Do you feel a profound power, running The Toast and being your own boss?

Yes, I do. I really like it. It’s really cool because [Toast co-founder] Nicole [Cliffe] is my favorite person in the world, so I love working with her, and I always want to please her. I love what we get to do. I have a really high sense of motivation, as opposed to just like, “Oh, I feel like writing jokes today.” Being your own boss is really, really fun. I think it’s great. If you want to do it, you should give it a try.

It seems like you just emerged on the Internet fully formed as a comic writer. Where did that come from?

Well, I started writing on the Internet in 2011, and I was doing recaps of The Vampire Diaries for free for a website that I don’t even remember the name. After that I was working in publishing and writing a ton on the side, and I started writing for The Hairpin and then started writing stuff for The Atlantic and Gawker and The Gloss and a couple other places. It certainly wasn’t overnight. I spent a couple years trying to find out what my voice was. Turns out it was just the one that comes out of me when I talk. I was able to spend a lot of time doing it and quit my job and emerged like Venus from the sea, fully dressed in a bathrobe.

Do you get exhausted? You write so many jokes all day long, and you’re really good at it. How do you have that energy?
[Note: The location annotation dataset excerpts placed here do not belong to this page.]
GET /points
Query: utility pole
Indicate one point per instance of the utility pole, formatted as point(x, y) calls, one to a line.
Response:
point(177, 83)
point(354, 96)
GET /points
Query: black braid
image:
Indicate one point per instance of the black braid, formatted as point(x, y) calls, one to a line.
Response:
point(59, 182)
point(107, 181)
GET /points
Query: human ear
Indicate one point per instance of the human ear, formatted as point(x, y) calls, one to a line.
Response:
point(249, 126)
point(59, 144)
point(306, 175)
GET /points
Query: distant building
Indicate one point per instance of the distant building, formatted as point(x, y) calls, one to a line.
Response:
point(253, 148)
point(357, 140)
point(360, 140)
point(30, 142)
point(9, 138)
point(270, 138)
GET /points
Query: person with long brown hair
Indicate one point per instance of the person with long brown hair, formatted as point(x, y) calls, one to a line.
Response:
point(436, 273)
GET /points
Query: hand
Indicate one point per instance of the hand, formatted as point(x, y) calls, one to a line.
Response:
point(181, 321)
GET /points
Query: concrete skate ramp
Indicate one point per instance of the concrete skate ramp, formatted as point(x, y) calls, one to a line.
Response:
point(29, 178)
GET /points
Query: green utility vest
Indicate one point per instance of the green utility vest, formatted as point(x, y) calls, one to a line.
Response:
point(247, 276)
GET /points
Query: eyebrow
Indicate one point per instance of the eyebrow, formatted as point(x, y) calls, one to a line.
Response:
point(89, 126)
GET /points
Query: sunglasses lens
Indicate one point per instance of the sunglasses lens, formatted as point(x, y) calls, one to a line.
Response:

I conserve all my energy by moving very little. I go into like a physical hibernation. I didn’t know that this is what I loved to do until I started doing it. I think a lot of people have a talent for writing a novel. It turns out I’m just really at my best and happiest when I have to come up with a lot of jokes throughout the day. And write 400 words about them. I don’t know what I did before Twitter. I love Twitter, and it was made for me. I had no idea that it existed and then as soon as it came along I was like, “Oh, thank god, I’ve needed this all along and where have you been?”

Where do you see yourself in five years?

Probably still running The Toast. Honestly, this is the type of job I would want to do until I die. I hope that in five years The Toast has more money than anyone in the world, and I have at least one item of clothing that’s made of gold. Cause my dream is, remember the episode of The Simpsons where Homer ends up winning the lottery and he turns into a man that is ten feet tall and is made of gold and is covered in rupees? That’s the goal. That’s the dream.